On 2019/11/25 21:27, Jeff Layton wrote:
On Mon, 2019-11-25 at 06:08 -0500, xiubli@xxxxxxxxxx wrote:
From: Xiubo Li <xiubli@xxxxxxxxxx>
In case the max_mds > 1 in MDS cluster and there is no any standby
MDS and all the max_mds MDSs are in up:active state, if one of the
up:active MDSs is dead, the m->m_num_laggy in kclient will be 1.
Then the mount will fail without considering other healthy MDSs.
There manybe some MDSs still "in" the cluster but not in up:active
state, we will ignore them. Only when all the up:active MDSs in
the cluster are laggy will treat the cluster as not be available.
In case decreasing the max_mds, the cluster will not stop the extra
up:active MDSs immediately and there will be a latency. During it
the up:active MDS number will be larger than the max_mds, so later
the m_info memories will 100% be reallocated.
Here will pick out the up:active MDSs as the m_num_mds and allocate
the needed memories once.
Signed-off-by: Xiubo Li <xiubli@xxxxxxxxxx>
---
fs/ceph/mdsmap.c | 32 ++++++++++----------------------
include/linux/ceph/mdsmap.h | 5 +++--
2 files changed, 13 insertions(+), 24 deletions(-)

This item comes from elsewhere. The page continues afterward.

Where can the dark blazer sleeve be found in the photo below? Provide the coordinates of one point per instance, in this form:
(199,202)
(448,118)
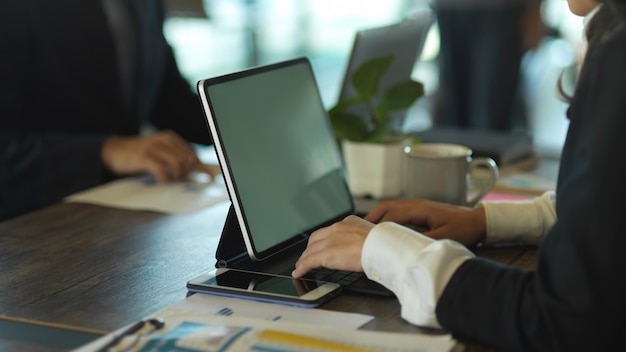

diff --git a/fs/ceph/mdsmap.c b/fs/ceph/mdsmap.c
index 471bac335fae..cc9ec959fe46 100644
--- a/fs/ceph/mdsmap.c
+++ b/fs/ceph/mdsmap.c
@@ -138,14 +138,21 @@ struct ceph_mdsmap *ceph_mdsmap_decode(void **p, void *end)
m->m_session_autoclose = ceph_decode_32(p);
m->m_max_file_size = ceph_decode_64(p);
m->m_max_mds = ceph_decode_32(p);
- m->m_num_mds = m->m_max_mds;
+
+ /*
+ * pick out the active nodes as the m_num_mds, the m_num_mds
+ * maybe larger than m_max_mds when decreasing the max_mds in
+ * cluster side, in other case it should less than or equal
+ * to m_max_mds.
+ */
+ m->m_num_mds = n = ceph_decode_32(p);
+ m->m_num_active_mds = m->m_num_mds;
m->m_info = kcalloc(m->m_num_mds, sizeof(*m->m_info), GFP_NOFS);
if (!m->m_info)
goto nomem;
/* pick out active nodes from mds_info (state > 0) */
- n = ceph_decode_32(p);
for (i = 0; i < n; i++) {
u64 global_id;
u32 namelen;
@@ -218,17 +225,6 @@ struct ceph_mdsmap *ceph_mdsmap_decode(void **p, void *end)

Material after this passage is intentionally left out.